Categories
HTML5 W3C

Annotation

(This document is part of an effort to flesh out use cases for microdata inclusion in HTML5. See the original use case document, and the background material document as well as the email correspondence that best describes this process.)

————–

USE CASE: Allow authors to annotate their documents to highlight the key
parts, e.g. as when a student highlights parts of a printed page, but in a
hypertext-aware fashion.

SCENARIOS:

* Fred writes a page about Napoleon. He can highlight the word Napoleon
in a way that indicates to the reader that that is a person. Fred can
also annotate the page to indicate that Napoleon and France are
related concepts.

—————

Ian has already provided his summary of this use case in the What WG group list. His summary

This use case isn’t altogether clear, but if the target audience of the
annotations is human readers (as opposed to machines and readers using
automated processing tools), then it seems like this is already possible
in a number of ways in HTML5.

In conclusion, this use case doesn’t seem to need any new changes to the
language.

This use case was submitted by Kingsley Idehen, who said considerably more than was entered into the summary user case. Kingsley wrote:

When writing HTML (by hand or indirectly via a program) I want to
isolate at describe what the content is about in terms of people,
places, and other real-world things. I want to isolate “Napoleon” from a
paragraph or heading, and state that the aforementioned entity is: is
of type “Person” and he is associated with another entity “France”.

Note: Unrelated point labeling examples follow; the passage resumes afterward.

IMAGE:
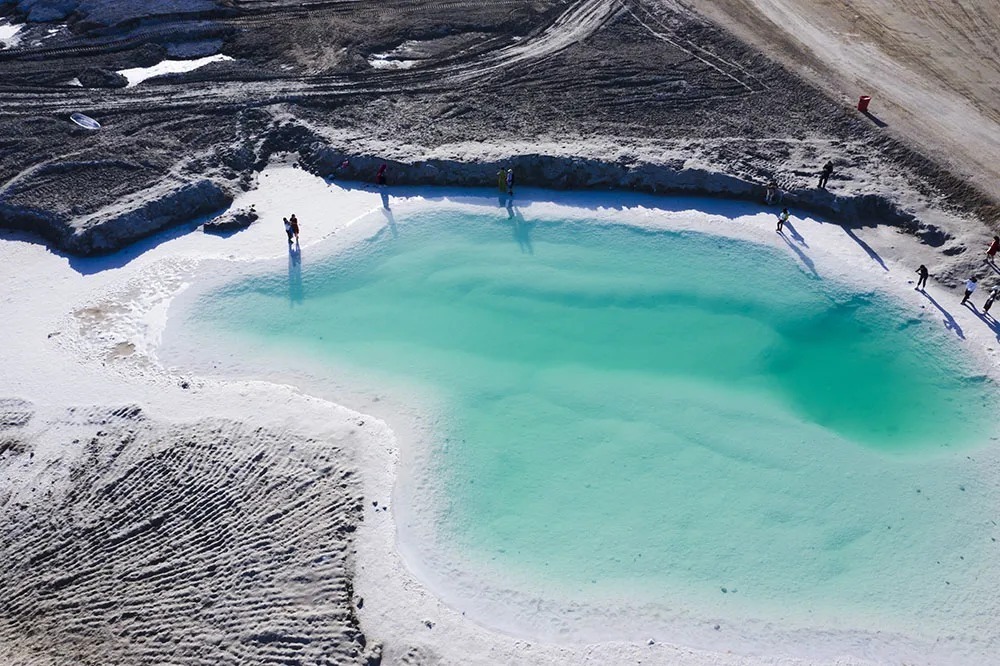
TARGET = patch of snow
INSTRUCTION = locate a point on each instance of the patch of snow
(137, 75)
(8, 35)
(400, 57)
(386, 61)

The use-case above is like taking a highlighter and making notes while
reading about “Napoleon”. This is what we all do when studying, but when
we were kids, we never actually shared that part of our endeavors since
it was typically the route to competitive advantage i.e., being top
student in the class.

What I state above is antithetical to the essence of the World Wide Web,
as vital infrastructure harnessing collective intelligence.

RDFa is about the ability to share what never used to be shared. It
provides a simple HTML friendly mechanism that enables Web Users or
Developers to describe things using the Entity-Attribute-Value approach
(or Subject, Predicate, Object) without the tedium associated with
RDF/XML (one of the other methods of making statements for the
underlying graph model that is RDF).

This use case could have used some more discussion between Ian and Kingsley, because, in my opinion, Ian’s interpretation doesn’t match what Kingsley wrote.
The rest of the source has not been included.